| |
|
|
Randevu talebi büyükelçilerden gelmiş
Büyükelçilerle yaptığı görüşmelerin ardından Cüneyd Zapsu'yu aradım. "Yine back door (arka kapı) diplomasisi mi yapıyorsunuz? Büyükelçilerle niye görüştünüz?" Zapsu ilginç bir yanıt verdi: "Görüşme talebi büyükelçilerden geldi. Ben istemedim. Onlar beni aradı ve randevu istedi. O nedenle görüştük." Ve ekledi: "Yarın da (bugün) görüşmelerim devam edecek. İlginç bir şey söyleyeyim. Şimdiye kadar hiç görüşmediğim Finlandiya Büyükelçisi de yarın için randevu istedi. Yarın da onunla görüşeceğiz." Zapsu, büyükelçilerle ilk kez görüşmediğini de vurguladı. "Bu görüşmelerde bir yenilik yok. Ben bu adamlarla yıllardır görüşüyorum. Bu yeni bir şey değil. Bunda şaşıracak bir şey de yok" dedi.

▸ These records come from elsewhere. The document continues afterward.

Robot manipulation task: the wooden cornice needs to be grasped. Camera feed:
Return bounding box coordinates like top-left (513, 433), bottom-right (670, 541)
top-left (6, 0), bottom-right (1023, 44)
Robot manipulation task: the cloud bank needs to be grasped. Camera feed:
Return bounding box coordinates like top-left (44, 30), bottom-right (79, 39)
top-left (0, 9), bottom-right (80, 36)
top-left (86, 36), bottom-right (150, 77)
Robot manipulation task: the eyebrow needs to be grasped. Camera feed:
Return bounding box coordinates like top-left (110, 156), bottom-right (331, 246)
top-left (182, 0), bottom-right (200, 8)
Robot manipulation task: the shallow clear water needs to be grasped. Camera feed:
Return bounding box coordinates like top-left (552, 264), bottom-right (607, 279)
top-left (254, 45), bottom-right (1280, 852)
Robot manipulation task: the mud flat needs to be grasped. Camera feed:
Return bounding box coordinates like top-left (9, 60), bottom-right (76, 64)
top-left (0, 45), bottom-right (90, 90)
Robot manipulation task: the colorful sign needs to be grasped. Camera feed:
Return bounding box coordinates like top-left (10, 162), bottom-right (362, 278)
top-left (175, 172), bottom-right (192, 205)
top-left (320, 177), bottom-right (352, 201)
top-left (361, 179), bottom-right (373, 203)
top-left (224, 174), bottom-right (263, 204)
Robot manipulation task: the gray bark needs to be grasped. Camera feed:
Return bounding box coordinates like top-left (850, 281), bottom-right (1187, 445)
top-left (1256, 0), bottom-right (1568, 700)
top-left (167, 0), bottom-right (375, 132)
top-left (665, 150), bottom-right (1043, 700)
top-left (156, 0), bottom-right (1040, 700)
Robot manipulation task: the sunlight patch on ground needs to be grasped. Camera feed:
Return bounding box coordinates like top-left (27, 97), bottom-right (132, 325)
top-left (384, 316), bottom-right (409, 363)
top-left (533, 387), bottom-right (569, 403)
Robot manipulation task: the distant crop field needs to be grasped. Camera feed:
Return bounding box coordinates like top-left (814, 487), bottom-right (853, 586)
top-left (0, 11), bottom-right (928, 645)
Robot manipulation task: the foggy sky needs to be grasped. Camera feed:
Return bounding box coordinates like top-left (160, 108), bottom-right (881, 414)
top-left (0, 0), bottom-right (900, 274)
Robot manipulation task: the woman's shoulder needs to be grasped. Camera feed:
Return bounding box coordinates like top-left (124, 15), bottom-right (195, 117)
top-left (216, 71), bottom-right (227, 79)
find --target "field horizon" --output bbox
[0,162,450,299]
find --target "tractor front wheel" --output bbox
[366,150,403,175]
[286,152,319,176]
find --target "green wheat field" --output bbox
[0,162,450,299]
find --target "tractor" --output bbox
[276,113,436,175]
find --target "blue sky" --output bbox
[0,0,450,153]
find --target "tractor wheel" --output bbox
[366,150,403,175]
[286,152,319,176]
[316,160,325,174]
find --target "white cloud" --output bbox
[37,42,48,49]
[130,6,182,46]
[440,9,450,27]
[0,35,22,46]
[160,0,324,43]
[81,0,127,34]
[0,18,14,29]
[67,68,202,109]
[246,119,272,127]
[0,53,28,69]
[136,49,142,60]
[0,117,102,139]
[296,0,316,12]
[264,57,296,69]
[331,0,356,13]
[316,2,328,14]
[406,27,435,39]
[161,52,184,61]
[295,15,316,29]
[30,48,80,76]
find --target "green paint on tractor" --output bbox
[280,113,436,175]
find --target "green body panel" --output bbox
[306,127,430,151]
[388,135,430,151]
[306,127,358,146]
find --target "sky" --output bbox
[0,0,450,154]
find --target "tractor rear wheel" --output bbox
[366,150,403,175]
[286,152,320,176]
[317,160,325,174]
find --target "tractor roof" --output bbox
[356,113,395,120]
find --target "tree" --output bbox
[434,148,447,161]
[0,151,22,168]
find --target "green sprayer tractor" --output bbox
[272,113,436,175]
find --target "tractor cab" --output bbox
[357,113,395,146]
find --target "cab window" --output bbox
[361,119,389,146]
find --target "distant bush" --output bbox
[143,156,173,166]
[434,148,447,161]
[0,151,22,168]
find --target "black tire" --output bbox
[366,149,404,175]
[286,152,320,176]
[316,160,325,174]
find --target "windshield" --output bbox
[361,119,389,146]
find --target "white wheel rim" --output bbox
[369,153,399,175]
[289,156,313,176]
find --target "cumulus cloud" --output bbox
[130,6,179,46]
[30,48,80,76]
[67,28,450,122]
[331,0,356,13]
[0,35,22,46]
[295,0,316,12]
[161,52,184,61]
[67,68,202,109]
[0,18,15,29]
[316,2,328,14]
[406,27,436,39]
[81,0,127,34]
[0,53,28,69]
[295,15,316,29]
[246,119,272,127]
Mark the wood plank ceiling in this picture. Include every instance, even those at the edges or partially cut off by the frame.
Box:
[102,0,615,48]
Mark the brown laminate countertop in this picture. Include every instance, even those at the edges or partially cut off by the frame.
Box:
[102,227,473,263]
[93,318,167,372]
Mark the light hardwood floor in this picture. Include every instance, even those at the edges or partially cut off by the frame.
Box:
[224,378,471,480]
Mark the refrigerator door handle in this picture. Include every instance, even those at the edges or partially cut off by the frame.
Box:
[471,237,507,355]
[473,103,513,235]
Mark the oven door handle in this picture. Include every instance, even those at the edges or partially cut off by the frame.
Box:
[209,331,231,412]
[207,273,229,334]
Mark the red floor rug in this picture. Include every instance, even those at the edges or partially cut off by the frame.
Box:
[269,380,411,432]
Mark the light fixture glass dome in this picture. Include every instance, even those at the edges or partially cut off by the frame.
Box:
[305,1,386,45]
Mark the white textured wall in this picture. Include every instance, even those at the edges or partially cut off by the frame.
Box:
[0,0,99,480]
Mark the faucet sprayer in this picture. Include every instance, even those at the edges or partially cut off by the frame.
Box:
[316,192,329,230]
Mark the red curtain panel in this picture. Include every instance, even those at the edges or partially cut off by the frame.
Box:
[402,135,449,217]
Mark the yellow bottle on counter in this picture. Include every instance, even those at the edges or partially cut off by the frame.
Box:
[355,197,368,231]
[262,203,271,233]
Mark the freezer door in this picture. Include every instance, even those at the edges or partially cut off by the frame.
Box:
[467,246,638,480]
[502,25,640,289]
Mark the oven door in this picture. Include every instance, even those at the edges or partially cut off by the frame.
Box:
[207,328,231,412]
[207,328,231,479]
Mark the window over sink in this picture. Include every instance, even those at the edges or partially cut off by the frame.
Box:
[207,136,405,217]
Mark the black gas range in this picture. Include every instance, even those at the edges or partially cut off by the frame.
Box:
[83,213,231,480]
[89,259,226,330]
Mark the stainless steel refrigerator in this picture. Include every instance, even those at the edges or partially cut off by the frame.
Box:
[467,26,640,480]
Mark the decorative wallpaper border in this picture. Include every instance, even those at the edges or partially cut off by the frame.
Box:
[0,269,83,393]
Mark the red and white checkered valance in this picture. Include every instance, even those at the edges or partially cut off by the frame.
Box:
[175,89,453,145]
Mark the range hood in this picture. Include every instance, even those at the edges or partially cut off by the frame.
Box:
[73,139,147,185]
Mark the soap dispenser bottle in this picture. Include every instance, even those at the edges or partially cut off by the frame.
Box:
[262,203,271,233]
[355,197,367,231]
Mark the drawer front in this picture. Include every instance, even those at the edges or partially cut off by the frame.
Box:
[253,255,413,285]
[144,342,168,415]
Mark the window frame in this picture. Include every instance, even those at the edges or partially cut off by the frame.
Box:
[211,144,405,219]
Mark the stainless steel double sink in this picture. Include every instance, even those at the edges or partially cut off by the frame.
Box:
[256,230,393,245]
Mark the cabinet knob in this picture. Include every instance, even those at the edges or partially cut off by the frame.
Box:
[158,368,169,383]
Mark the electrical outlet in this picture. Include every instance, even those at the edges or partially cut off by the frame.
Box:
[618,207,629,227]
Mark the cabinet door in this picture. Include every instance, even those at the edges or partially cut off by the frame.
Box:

Aynı gün içinde 4 önemli büyükelçinin Zapsu'dan randevu isteyip görüşme talebinde bulunması ilginçti. "Ne konuştunuz" diye sordum. Gülerek, "Herhalde 'Yasin El Kadı'yı nasıl yakalarız' diye sormadılar" diye yanıtladı. Sorumu tekrarladım. "Patrona sorup izin almadan içerikle ilgili bilgi vermem mümkün değil" dedikten sonra verdiği tek bilgi, "Genel olarak ne olup bittiğini öğrenmek istiyorlar" oldu. Zapsu'nun "Patron" dediği Başbakan Erdoğan. Zapsu'nun büyükelçilerle yapacağı görüşmelerle ilgili olarak Başbakan'ı bilgilendirdiğini bir başka kaynaktan öğrendim. Zapsu, Başbakan Erdoğan'ı arayarak büyükelçilerin kendisinden randevu talep ettiğini ve nasıl davranması gerektiğini sormuş. Başbakan'dan "Görüş bakalım" talimatını alınca görüşmeler gerçekleşmiş. Zapsu'nun 4 büyükelçi ile yaptığı görüşmelerde ele alınan konular, "Irak, İsrail ve Kıbrıs" olmuş. Anlaşılan, "front door" yani ön kapı diplomasisinden sonuç alamayan büyükelçiler bir de "arka kapıyı" zorluyor.